Like every past war, the most recent American wars in Afghanistan and Iraq have also led to advancements in combat medicine and trauma care. “There is no doubt” that it has, Dr. Vikhyat Bebarta, interim director of the U.S. Air Force Enroute Care Research Center, told Medscape in an interview. “Mortality is the lowest in the history of war. Armor and vehicles have a lot to do with it, but it also has to do with the clinical care we are providing. We have changed the way combat medicine is delivered.”
Some of that involves the use of tourniquets, the critical care air transport team, ultrasound and intraosseous needles, and improved treatment of blast injury.
In a 2004 study, researchers measured how much a difference medical care made in soldier survival rates. They found that as casualties and war technology increased over time, so did survival rates. “ Though firepower has increased, lethality has decreased,” the authors wrote.

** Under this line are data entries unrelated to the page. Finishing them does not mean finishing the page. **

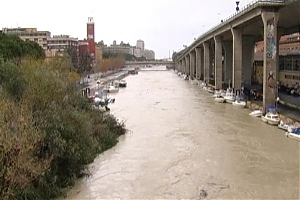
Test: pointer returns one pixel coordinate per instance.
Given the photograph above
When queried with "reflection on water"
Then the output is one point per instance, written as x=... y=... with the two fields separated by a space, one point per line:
x=182 y=144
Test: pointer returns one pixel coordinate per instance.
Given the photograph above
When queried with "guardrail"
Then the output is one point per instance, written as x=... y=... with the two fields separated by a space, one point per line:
x=243 y=10
x=289 y=99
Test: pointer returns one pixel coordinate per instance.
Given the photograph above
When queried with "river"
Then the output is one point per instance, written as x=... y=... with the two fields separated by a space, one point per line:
x=183 y=145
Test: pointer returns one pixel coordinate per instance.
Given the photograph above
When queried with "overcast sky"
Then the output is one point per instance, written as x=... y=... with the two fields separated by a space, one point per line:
x=164 y=25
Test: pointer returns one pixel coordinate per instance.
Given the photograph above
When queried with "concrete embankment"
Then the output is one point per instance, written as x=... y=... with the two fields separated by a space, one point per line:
x=105 y=80
x=285 y=117
x=288 y=113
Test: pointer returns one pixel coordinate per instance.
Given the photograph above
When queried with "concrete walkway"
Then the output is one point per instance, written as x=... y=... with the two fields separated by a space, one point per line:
x=285 y=110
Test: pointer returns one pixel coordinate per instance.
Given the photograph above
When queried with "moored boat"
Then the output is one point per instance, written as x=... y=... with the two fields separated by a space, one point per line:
x=219 y=99
x=239 y=103
x=293 y=133
x=122 y=83
x=271 y=118
x=256 y=113
x=284 y=126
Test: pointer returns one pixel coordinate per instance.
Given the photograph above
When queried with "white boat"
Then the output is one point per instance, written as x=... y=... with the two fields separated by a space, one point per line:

They continued: “In World War II, 30 percent of the Americans injured in combat died. In Vietnam, the proportion dropped to 24 percent. In the war in Iraq and Afghanistan, about 10 percent of those injured have died. At least as many U.S. soldiers have been injured in combat in this war as in the Revolutionary War, the War of 1812, or the first five years of the Vietnam conflict, from 1961 through 1965. This can no longer be described as a small or contained conflict. But a far larger proportion of soldiers are surviving their injuries.”
However, the psychological and substance abuse that surfaced after the Vietnam War continues today. The most lethal effects of combat now appear to be mental illness, opioid abuse, and suicide, another reason why Memorial Day should be about both giving American soldiers our thanks — and recognizing how much we owe them when it comes to proper care and treatment.